Eritreans in Sudan to lose refugee status, UN agency says

Eritrean refugees returning from the Sudan
With today marking the end refugee status for more than 320,000 Eritreans in the Sudan, thousands of people are coming forward seeking continued protection while others are asking to be taken home or applying to remain as immigrants, the United Nations High Commissioner for Refugees has reported.

"There has been a pick-up in registration for refugee status determination these last several weeks," Ahmed Said Farah, UNHCR's representative in the Sudan, said yesterday. "The mass information campaign to inform the Eritrean refugees of their options is active, and registration centres are open daily."

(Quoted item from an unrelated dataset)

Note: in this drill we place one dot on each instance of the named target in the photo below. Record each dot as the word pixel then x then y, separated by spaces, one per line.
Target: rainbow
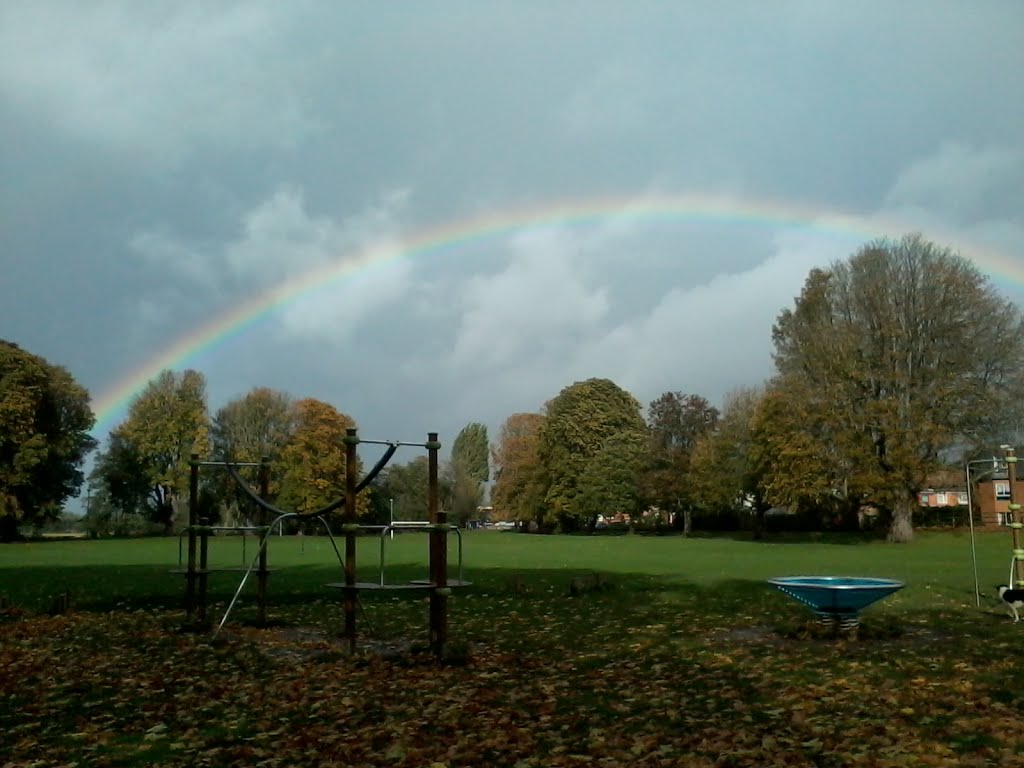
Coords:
pixel 695 208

More than 25,100 family heads representing over 100,000 Eritreans have so far approached the 30 joint UNHCR-Government of the Sudan screening teams operating in refugee hosting areas of Khartoum, Port Sudan and in the eastern regions, Kassala, Wad Madane and Gedaref.

The UN agency said that its repatriation programme would continue until everyone who has registered has gone home. Those Eritreans found to be still in need of international protection after undergoing individual screening will be able to remain in their current host country as refugees. Those who do not qualify for asylum after 2002 but who do not wish to return will be expected to legalize their stay in the Sudan, or the other countries where they currently reside.

UNHCR said the root causes of the Eritrean refugee problem no longer exist, as fundamental and durable changes have occurred with the end of the 30-year-old war with Ethiopia in 1991 and Eritrean independence in 1993. At the same time, peace has returned with the signing in June 2000 of a ceasefire agreement between Ethiopia and Eritrea.

The largest number of Eritrean refugees remains in the Sudan. UNHCR currently assists more than 91,000 people in eastern Sudan's refugee camps, while more than three times that number have spontaneously settled in urban centres. Some 5,000 Eritreans also remain in Ethiopia, Yemen and Kenya.